Vivemos sob a égide do Estado de Direito de índole democrática. É isso o que a Constituição de 1988 nos propõe. O Estado de Direito se confunde, na sua mais singela expressão, com o “Estado sob a lei”. O Estado legal. Lei como expressão da vontade comum, para propiciar o convívio civilizado.
Mas também estamos imbuídos da concepção de um Estado social; uma organização que favoreça o desenvolvimento da sociedade como um todo.
Sob essa ótica, a responsabilidade do Estado é prever, decidir, regular e agir em simultaneidade com os processos econômico-sociais. Diante de tais desafios, o Estado Social não pode se orientar pelo tempo passado e, sim, pelos tempos presente e futuro. É preciso assumir sua indefinição e indeterminação, pois o porvir nunca é certo ou previsível. Principalmente numa Nação complexa e heterogênea, periférica e distanciada dos mais elevados graus civilizatórios como é o Brasil.

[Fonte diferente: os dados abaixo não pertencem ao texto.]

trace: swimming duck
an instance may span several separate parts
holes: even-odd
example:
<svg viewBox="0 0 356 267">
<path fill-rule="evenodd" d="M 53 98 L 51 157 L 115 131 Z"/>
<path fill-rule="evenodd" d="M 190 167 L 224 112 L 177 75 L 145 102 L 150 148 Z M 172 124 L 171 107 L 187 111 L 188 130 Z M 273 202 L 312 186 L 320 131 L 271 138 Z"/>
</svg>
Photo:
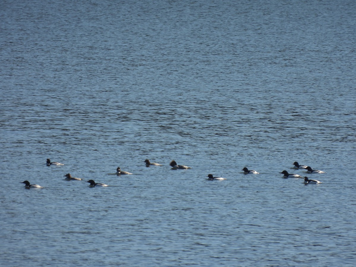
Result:
<svg viewBox="0 0 356 267">
<path fill-rule="evenodd" d="M 64 165 L 64 164 L 62 164 L 61 163 L 59 163 L 59 162 L 51 162 L 51 159 L 49 158 L 47 159 L 47 162 L 46 162 L 46 165 L 47 166 L 51 166 L 51 165 Z"/>
<path fill-rule="evenodd" d="M 143 162 L 146 163 L 146 167 L 148 167 L 150 165 L 155 165 L 155 166 L 162 166 L 162 164 L 159 164 L 158 163 L 153 163 L 150 161 L 149 159 L 146 159 Z"/>
<path fill-rule="evenodd" d="M 307 176 L 305 176 L 304 177 L 304 183 L 305 184 L 322 184 L 323 183 L 320 181 L 318 181 L 317 180 L 310 180 L 310 179 L 308 179 Z"/>
<path fill-rule="evenodd" d="M 75 177 L 73 177 L 70 175 L 70 173 L 67 173 L 64 176 L 66 177 L 64 180 L 66 180 L 68 181 L 70 180 L 78 180 L 79 181 L 81 181 L 82 180 L 81 178 L 76 178 Z"/>
<path fill-rule="evenodd" d="M 116 169 L 116 174 L 117 175 L 120 175 L 120 174 L 132 174 L 132 173 L 128 172 L 121 171 L 120 167 L 117 167 L 117 168 Z"/>
<path fill-rule="evenodd" d="M 20 182 L 20 183 L 22 183 L 23 184 L 25 184 L 25 187 L 27 189 L 30 189 L 30 188 L 43 188 L 41 185 L 39 185 L 38 184 L 30 184 L 30 182 L 27 180 L 26 181 L 24 181 L 23 182 Z"/>
<path fill-rule="evenodd" d="M 208 174 L 206 176 L 209 178 L 208 180 L 226 180 L 225 178 L 223 178 L 222 177 L 213 177 L 213 174 Z"/>
<path fill-rule="evenodd" d="M 294 161 L 293 165 L 294 165 L 293 168 L 294 169 L 305 169 L 307 168 L 305 165 L 300 165 L 298 161 Z"/>
<path fill-rule="evenodd" d="M 250 170 L 247 169 L 246 167 L 245 167 L 243 169 L 242 169 L 241 171 L 243 171 L 244 173 L 245 174 L 248 174 L 248 173 L 253 173 L 254 174 L 257 174 L 260 173 L 259 172 L 257 172 L 256 171 L 253 171 L 253 170 Z"/>
<path fill-rule="evenodd" d="M 90 185 L 89 186 L 92 187 L 94 187 L 96 185 L 98 185 L 98 186 L 108 186 L 107 184 L 100 184 L 99 183 L 95 183 L 93 180 L 89 180 L 89 181 L 87 181 L 87 182 L 90 183 Z"/>
<path fill-rule="evenodd" d="M 321 171 L 318 171 L 318 170 L 313 170 L 312 168 L 312 167 L 308 166 L 305 168 L 305 169 L 307 170 L 307 172 L 308 173 L 326 173 L 325 172 L 323 172 Z"/>
<path fill-rule="evenodd" d="M 283 171 L 282 172 L 280 172 L 280 173 L 282 173 L 282 174 L 284 174 L 284 176 L 283 176 L 283 178 L 303 178 L 303 177 L 301 176 L 300 175 L 298 175 L 298 174 L 295 174 L 293 173 L 288 173 L 288 172 L 287 171 Z"/>
<path fill-rule="evenodd" d="M 192 168 L 190 167 L 188 167 L 188 166 L 177 165 L 177 163 L 176 162 L 176 161 L 171 161 L 171 163 L 169 163 L 169 165 L 172 167 L 172 169 L 174 170 L 176 170 L 178 169 L 186 169 Z"/>
</svg>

A manifestação das decisões estatais em normas positivadas deverá contaminar o campo do direito com o provisório. O segredo é identificar o tempo estatal e seus temas com os da política. A abertura do direito ao tempo futuro, na visão de Jürgen Habermas, o levou a admitir “leis experimentais, de caráter temporário e leis de regulação de prognóstico inseguro”.
O Direito, nesta situação, precisa de um legislador implícito e o Poder Judiciário passa a ser o controlador dos demais Poderes. Essa a agenda que está na raiz do processo, indubitavelmente não linear, de transformação universal do Poder Judiciário em agência de controle da vontade do soberano, permitindo-lhe invocar o justo contra a lei.
O constitucionalismo moderno, ao pontuar os “princípios fundamentais”, inclusive os direitos sociais, não somente deslocou a hegemonia do positivismo kelseniano, como concedeu novo espaço para as correntes do humanismo jurídico, devolvendo atualidade à antinomia clássica entre Direito e Justiça.
É o que explica a inclusão do Poder Judiciário na política e a acusação que o sistema Justiça recebe de ser ativista. Foi a opção pelo Welfare State, o modelo de Estado Provedor, que facultou ao juiz o acesso à administração do futuro e o constitucionalismo moderno, a partir da experiência negativa de legitimação do nazi-fascismo pela vontade da maioria, confiou ao Judiciário a guarda da vontade geral, encerrada nos princípios fundamentais positivados na ordem jurídica.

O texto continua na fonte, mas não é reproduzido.